Thanks to Forest Business Network for this story on People Getting Along… It’s interesting to think about the outlets that provide info on People Getting Along (usually local?) compared to say, national outlets, and how that might form people’s opinions of How Bad Things Are for the environment..

“Forests and tourists can have a symbiotic relationship here in Vermont,”says Langlais. “Whether it’s board feet, miles of smiles, or both, our recreation and forest products economies depend on forests staying as unfragmented, non-parcelized blocks of healthy forest– that’s the point of common interest.”

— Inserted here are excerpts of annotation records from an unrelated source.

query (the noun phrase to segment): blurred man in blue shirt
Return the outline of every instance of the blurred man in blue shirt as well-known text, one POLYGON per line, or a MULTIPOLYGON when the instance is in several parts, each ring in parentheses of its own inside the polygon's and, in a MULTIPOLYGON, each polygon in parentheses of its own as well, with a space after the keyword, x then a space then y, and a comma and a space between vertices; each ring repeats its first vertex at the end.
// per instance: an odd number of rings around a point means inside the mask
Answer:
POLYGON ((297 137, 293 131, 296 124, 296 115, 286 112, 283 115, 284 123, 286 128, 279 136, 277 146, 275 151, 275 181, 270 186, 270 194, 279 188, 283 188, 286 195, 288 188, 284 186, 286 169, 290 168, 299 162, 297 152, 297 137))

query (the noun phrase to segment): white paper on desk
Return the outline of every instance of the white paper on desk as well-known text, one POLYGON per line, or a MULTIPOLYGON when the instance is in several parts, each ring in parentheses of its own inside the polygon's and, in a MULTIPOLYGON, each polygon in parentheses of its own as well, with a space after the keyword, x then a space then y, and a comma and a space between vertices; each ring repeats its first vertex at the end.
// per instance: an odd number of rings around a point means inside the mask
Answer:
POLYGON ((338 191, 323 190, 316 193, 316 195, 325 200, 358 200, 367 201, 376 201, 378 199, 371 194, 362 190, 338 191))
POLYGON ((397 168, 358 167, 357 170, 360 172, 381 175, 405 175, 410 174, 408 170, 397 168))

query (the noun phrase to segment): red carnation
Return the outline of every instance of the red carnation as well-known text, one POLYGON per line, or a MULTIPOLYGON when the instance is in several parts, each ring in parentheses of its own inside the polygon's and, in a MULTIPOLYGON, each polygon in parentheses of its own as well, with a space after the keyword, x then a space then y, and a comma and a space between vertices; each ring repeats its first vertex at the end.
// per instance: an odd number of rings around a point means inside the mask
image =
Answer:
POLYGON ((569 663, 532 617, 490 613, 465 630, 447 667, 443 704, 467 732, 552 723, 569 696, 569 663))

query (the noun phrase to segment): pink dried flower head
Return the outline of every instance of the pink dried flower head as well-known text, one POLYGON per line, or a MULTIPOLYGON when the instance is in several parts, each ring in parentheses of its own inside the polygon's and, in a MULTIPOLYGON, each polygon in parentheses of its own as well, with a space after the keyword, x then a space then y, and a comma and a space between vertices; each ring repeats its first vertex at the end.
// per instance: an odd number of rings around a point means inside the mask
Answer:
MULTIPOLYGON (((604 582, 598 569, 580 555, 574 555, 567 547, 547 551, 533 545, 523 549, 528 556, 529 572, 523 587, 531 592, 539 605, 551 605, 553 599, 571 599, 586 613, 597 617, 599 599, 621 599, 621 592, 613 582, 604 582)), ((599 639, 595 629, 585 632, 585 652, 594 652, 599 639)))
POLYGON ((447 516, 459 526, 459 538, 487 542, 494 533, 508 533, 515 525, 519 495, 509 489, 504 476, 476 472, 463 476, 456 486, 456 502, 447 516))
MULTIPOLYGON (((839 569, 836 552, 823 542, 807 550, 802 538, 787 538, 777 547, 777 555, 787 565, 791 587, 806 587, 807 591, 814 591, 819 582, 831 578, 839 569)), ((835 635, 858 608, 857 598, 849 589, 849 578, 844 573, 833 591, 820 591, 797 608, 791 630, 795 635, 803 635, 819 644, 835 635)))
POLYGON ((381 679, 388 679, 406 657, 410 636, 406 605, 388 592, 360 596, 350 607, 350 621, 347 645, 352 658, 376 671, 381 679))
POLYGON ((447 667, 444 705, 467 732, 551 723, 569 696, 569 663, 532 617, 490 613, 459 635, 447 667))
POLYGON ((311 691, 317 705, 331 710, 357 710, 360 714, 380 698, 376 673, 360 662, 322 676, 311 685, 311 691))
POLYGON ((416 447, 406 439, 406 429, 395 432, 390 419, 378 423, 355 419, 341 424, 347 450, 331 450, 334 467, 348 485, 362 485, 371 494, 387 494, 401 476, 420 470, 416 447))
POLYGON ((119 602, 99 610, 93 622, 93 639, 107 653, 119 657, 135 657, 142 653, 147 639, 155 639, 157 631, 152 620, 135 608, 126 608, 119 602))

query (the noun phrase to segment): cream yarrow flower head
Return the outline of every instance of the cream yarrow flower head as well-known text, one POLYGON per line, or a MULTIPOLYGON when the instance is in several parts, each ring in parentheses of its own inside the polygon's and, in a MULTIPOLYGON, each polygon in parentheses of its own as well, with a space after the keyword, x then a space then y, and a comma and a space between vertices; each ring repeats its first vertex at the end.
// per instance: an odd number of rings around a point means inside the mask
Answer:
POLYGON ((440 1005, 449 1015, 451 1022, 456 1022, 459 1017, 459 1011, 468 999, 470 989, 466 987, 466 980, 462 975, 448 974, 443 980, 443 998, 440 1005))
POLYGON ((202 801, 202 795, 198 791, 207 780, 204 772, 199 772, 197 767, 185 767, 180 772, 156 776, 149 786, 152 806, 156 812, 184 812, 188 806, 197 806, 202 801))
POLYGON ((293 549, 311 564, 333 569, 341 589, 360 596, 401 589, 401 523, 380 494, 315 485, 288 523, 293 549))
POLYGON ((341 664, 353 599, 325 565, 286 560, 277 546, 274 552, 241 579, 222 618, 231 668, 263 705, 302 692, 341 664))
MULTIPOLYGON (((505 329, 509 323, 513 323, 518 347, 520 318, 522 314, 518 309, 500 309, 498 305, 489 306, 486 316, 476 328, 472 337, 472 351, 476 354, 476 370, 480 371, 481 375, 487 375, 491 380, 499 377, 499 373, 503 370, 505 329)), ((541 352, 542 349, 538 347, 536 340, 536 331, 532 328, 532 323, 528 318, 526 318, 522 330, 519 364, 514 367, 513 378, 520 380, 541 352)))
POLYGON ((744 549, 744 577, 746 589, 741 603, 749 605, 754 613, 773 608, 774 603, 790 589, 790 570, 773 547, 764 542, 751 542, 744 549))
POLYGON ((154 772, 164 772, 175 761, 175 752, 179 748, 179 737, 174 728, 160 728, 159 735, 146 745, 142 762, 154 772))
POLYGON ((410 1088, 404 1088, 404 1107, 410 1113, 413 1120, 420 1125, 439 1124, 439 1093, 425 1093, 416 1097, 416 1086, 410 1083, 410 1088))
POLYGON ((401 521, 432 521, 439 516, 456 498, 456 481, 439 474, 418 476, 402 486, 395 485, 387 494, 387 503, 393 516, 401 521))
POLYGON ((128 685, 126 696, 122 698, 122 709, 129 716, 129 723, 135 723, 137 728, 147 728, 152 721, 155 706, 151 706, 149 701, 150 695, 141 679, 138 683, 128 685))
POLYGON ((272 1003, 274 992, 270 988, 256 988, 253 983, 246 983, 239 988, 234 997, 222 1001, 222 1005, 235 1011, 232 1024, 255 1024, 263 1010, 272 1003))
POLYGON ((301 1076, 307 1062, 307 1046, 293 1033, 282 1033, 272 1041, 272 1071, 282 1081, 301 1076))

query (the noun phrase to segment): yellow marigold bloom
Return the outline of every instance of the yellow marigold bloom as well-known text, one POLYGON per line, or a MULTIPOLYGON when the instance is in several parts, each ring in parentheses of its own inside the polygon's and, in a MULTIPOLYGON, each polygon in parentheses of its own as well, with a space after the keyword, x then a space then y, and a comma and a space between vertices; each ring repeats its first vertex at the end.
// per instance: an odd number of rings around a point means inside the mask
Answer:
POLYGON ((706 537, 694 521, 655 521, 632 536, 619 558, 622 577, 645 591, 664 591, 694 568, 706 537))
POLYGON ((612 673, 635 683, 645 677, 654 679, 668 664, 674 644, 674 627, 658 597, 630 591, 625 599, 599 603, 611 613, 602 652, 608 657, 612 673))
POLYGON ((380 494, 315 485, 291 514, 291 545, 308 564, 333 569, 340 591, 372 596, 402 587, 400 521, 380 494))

Managing forests for recreation

The Dashney trails near the base of Burke Mountain, including Trillium and Moose Alley, were part of an active timber harvest by HB Logging over the past few years. Owner Heath Bunnell, a master logger and avid mountain biker, was careful to plan a harvest that would preserve the integrity of the trails. “We harvest in the winter, when the ground is frozen,” said Bunnell, “so it can be hard to know where the trails are running. It’s important to get everyone together in advance to create a clear plan.” Bunnell met with a forester and representatives of the Kingdom Trails Association to walk through the area and develop a plan that laid out very specific routes for the logging equipment. “We try to cross the trail once at a ninety degree angle instead of crossing at multiple points,” said Bunnell. “It makes clean up easier and lessens the impact on the trail. Aesthetically, people don’t want to see a big mess in the forest. They want clear view lines and clean trails.” For the Dashney area harvest, Bunnell cleared a few small areas off the trail where slash was deposited to create wildlife habitat for songbirds, grouse and small mammals. “The fact is, we live in an area where tourism is the number one business,” said Bunnell, “so we have to manage the forests here with that in mind.”

Part of our DNA

And yet, the first business visitors see driving into East Burke is the Timber Resource Group (TRG) on Route 114, a concentration yard where logs are aggregated throughout the winter for eventual transport to mills. As mountain biking season starts up in the spring, Craig Owen, manager of TRG, estimates the yard holds 2.6 million board feet, all of which will be moved out by the end of June by log haulers like Ben Morrison of Morrison Trucking. Further out of town, retired logger Oscar Perkins meticulously stacks 100 cords of firewood into neat walls visible from the road, one of which encompasses an old bike painted bright red. Oscar’s daughter, Heidi, is the organizer of Rasputitsa, a 40 mile mountain bike race held every April in East Burke. “You can’t separate the logging from the biking community,” says Langlais. “The forests are part of our DNA here. We work where we play and play where we work.”